Question

Which embedding for clustering of cells in single-cell RNAseq?

0

Entering edit mode

18 months ago

e.r.zakiev ▴ 250

There are multiple posts 1 2 3 4 on this website which tangentially touch on this quesion, but I haven't found any that ask directly this: Would you flirt with the idea of using UMAP, t-SNE, Diffusion Map, Force Atlas2, ICA or any other low-dimensional embedding as the basis for the cell clustering (whatever the clustering method downstream k-means, sNN, Louvain, etc.)?

It does happen more often than not in my analyses that with the standard Seurat pipeline of cluster definition via PCA -> kNN -> Louvain, the downstream UMAP cell embedding sometime puts cells from the same PCA cluster into two opposing extremities of the UMAP 2d representation. Even though UMAP makes sense when you look at the known marker genes (i.e. there are patterns of gradual decrease of expression or patches of locally highly concentrated expressing cells, for example)

We are always told that we should use PCA for cell clustering because it doesn't distort the euclidian distances between the cells, unlike all the methods mentioned above (except for ICA). but what if I LIKED my UMAP embedding more than the PCA? What if I thought that it had done a better job at emphasizing closer distances between the cells (see the last sentence of the previous paragraph) which probably correspond to cell states/cell types?

tSNE ICA clustering PCA UMAP • 929 views

ADD COMMENT • link 18 months ago by e.r.zakiev ▴ 250

score 1 · Answer 1 · 2023-10-18

I've been facing a similar challenge, and here are my thoughts on the points you brought up. I'm really interested in discussing this further and hearing what others think.

Low-dimensional embedding for visualization purposes: You talked about how UMAP sometimes splits cells from the same PCA cluster into two separate UMAP visuals. When we plot cells in 2D, they might look like they belong together, but if we consider higher dimensions like the 3rd, 4th, or 5th, they could be quite distant from each other. That's why we often need to consider many Principal Components (like 50-100) to get a good grasp of the original data layout. UMAP or t-SNE comes in handy over a simple 2D PCA plot because they are better at keeping the local and global relationships of cells across many dimensions.
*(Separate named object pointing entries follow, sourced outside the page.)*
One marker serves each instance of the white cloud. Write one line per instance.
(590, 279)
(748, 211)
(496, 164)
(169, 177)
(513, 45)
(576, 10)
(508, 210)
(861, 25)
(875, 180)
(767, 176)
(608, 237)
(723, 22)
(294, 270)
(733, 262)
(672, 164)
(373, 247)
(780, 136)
Low-dimensional embedding for clustering: The goal here is to use embeddings to measure the "distance" between cells, helping us understand how similar they are in terms of transcriptional status. I ran a small test with various popular clustering methods on my own data, and the results were quite consistent. Among the clustering methods, Leiden and Louvain might be more biologically relevant in this scenario. However, I think the method used for calculating "distance" is crucial. A concern with PCA is that it only captures linear relationships, whereas gene interactions in regulatory networks can be nonlinear. The scVI toolkit, for instance, employs a Variational AutoEncoder (VAE) to catch these nonlinear relationships when measuring distances between cells.

So, circling back, I would experiment with different dimension reduction techniques, both PCA-based and VAE-based, and check if the results align well with biological interpretations.